So a lot of times, finding the calories in your drinks requires a little bit of leg work. Some calorie/diet tracking apps might have different alcohol brands in their database. Still, if not, you can always search online for the type you're drinking (I usually use nutritionix.com to search for the calories in alcohol or anything without a label).
Pitfalls Of Drinking And Tracking
There are two common themes I see when people try to incorporate drinking into their plans:
1. Drinking more than they planned. For example, if you made room in your calories for 3 shots, stay disciplined and only have 3 shots. However, if you don't stay with your plan, you" end up consuming more calories than anticipated, which will slow down your progress.
2. Eating.
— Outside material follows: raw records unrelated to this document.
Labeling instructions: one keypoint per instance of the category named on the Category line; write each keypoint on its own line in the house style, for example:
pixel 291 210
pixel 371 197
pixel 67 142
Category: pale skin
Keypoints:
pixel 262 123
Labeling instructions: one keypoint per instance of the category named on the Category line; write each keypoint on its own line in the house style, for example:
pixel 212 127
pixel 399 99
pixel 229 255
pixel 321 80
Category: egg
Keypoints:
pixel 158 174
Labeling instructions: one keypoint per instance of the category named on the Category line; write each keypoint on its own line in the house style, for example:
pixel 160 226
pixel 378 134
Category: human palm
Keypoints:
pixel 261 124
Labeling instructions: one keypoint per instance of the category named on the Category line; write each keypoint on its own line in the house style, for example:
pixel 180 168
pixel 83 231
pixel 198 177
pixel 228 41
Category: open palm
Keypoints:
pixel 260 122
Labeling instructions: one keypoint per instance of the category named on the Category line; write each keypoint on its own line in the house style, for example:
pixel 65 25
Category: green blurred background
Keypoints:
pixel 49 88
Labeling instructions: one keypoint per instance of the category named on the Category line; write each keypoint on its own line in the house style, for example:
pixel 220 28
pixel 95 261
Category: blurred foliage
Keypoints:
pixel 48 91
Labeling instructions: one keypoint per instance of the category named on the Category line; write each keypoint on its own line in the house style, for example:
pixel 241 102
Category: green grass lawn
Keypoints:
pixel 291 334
Most of us aren't exactly craving rabbit food after having a couple of drinks and instead may have incredible cravings for comfort food or junk food (nachos are my personal vice).
So if you're out celebrating with friends, the temptation of food and additional drinks can be overwhelming (especially after you've already had a couple of drinks). This is why it's so important to plan ahead and have the discipline and willpower to say no to anything that wasn't in your original plan.
And don't forget, you can certainly celebrate, attend social gatherings, and go out with friends without drinking alcohol. Living a healthy and balanced lifestyle looks different for everyone and can evolve. So no matter what a healthy, balanced lifestyle looks like for you, make sure your actions align with your goals and the lifestyle you want to have. If that means drinking occasionally, cool! If that means abstaining entirely, cool!
And if you choose to drink alcohol, drink water between drinks and at the end of the night. Since alcohol dehydrates you, it's important to stay hydrated so that you can feel your best, not to mention how important hydration plays in your results.